Autism isn’t always the stereotypical behaviors and, when the less typed behaviors show up in media, it often isn’t labelled. This erases those people who aren’t “extreme” versions of the marginalized groups.
Not just autism.
This is true for a lot of groups.
Bisexuals are frequently just going through a phase or, if in a same-sex relationship, gay. If they are “allowed” to be bi, they are usually women and it’s for (seriously or humorously) male titillation.
Gay men are frequently presented with the coded behaviors of feminine clothes, ways of speaking, mannerisms, etc. While some gay men do behave like that, it does erase gay men who lean toward masculine behaviors. The mirror of this is the butch lesbian, which is more often portrayed over the femme lesbian.
Admittedly, the LGB characterizations are getting better, but there is still a ways to go. This is particularly true of the T, the Q and the +.
That isn’t how mental health issues work
PTSD isn’t always combat veterans. Women who survive domestic abuse are likely to have PTSD, and 10% of women will have PTSD while only 4% of men will. Pulling a gun is actually unusual with PTSD. Nightmares, cyclical thoughts, anxiety and depression are more common symptoms, though sudden anger can happen. Dissociation is just as likely a reaction as rage.
Depression isn’t always laying in bed. Sometimes it’s insomnia, restlessness, lack of concentration, or social withdrawal.
Anxiety isn’t just being overwhelmed and panicking. Some people have aggressive reactions, while others are just good at hiding their racing, cyclical thoughts.
So why would this be secondary marginalization?
When you get no representation in the media, it can feel very isolating and lonely. It is important to see others like yourself. This keeps you from feeling like the freak in the room, the outlier.
But when all the representation of your group is stereotyped or extreme versions, and that’s not you, you still won’t feel very represented.

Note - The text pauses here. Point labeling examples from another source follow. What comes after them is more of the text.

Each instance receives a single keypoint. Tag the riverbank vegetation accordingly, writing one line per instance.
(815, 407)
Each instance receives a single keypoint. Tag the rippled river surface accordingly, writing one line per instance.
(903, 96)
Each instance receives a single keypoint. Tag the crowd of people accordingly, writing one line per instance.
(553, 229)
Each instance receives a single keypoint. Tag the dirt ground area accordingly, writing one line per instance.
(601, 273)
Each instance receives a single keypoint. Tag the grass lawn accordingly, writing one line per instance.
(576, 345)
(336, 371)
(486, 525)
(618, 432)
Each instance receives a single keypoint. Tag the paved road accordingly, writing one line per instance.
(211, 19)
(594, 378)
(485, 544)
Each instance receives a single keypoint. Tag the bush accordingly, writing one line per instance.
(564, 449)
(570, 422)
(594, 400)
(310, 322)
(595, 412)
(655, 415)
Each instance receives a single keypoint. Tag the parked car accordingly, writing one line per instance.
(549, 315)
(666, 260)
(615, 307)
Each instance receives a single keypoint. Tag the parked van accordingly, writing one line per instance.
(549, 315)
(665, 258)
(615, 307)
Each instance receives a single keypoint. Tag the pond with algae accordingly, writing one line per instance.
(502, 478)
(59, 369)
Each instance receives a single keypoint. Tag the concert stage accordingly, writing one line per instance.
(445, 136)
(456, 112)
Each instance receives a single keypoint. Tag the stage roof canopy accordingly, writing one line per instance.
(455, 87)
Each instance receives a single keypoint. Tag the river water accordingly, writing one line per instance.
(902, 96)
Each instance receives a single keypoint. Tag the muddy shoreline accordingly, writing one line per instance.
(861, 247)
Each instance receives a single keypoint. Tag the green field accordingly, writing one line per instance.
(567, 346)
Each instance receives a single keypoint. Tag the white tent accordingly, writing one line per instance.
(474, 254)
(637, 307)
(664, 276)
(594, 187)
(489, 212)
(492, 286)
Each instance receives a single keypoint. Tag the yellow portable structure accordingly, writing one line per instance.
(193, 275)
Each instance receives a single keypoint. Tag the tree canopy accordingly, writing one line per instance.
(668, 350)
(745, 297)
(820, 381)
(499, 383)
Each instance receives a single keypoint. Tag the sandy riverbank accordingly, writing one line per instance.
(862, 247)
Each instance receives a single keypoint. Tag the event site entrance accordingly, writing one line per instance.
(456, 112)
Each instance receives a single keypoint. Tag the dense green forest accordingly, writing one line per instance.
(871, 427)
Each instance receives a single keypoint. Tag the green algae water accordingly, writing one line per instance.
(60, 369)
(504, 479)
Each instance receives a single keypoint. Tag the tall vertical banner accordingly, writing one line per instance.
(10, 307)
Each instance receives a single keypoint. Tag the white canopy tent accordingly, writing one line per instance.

And representation does, in fact, matter.
Being the type that isn’t even mentioned when your overall group is mentioned can be even more marginalizing. When race is brought up, but only black men are presented, black women, native/aboriginal peoples, latinx, and Asians are all erased.
If depression is presented only as staying in bed and never showering, then the ones suffering their way through the day while presenting a relatively normal mask feel like their depression isn’t real enough. Non-veterans with PTSD frequently question whether their trauma was “enough” for them to actually have PTSD. When struggling with a psycho-emotional wound, the last thing a person should have to do is defend their right to be wounded.
That’s the crux of it.
Without the representation of less extreme situations, all people with autism become “specials” who are seen as a burden to their caregivers. Anyone else on the spectrum is labelled with qualifiers that can come to mean “not really austistic.” This is true of all the examples I’ve touched on. If you aren’t X enough, you aren’t really X.
And if you aren’t really X but you aren’t NOT X, do you even exist?
That is why representation matters. And, that is how media stereotypes create secondary marginalization.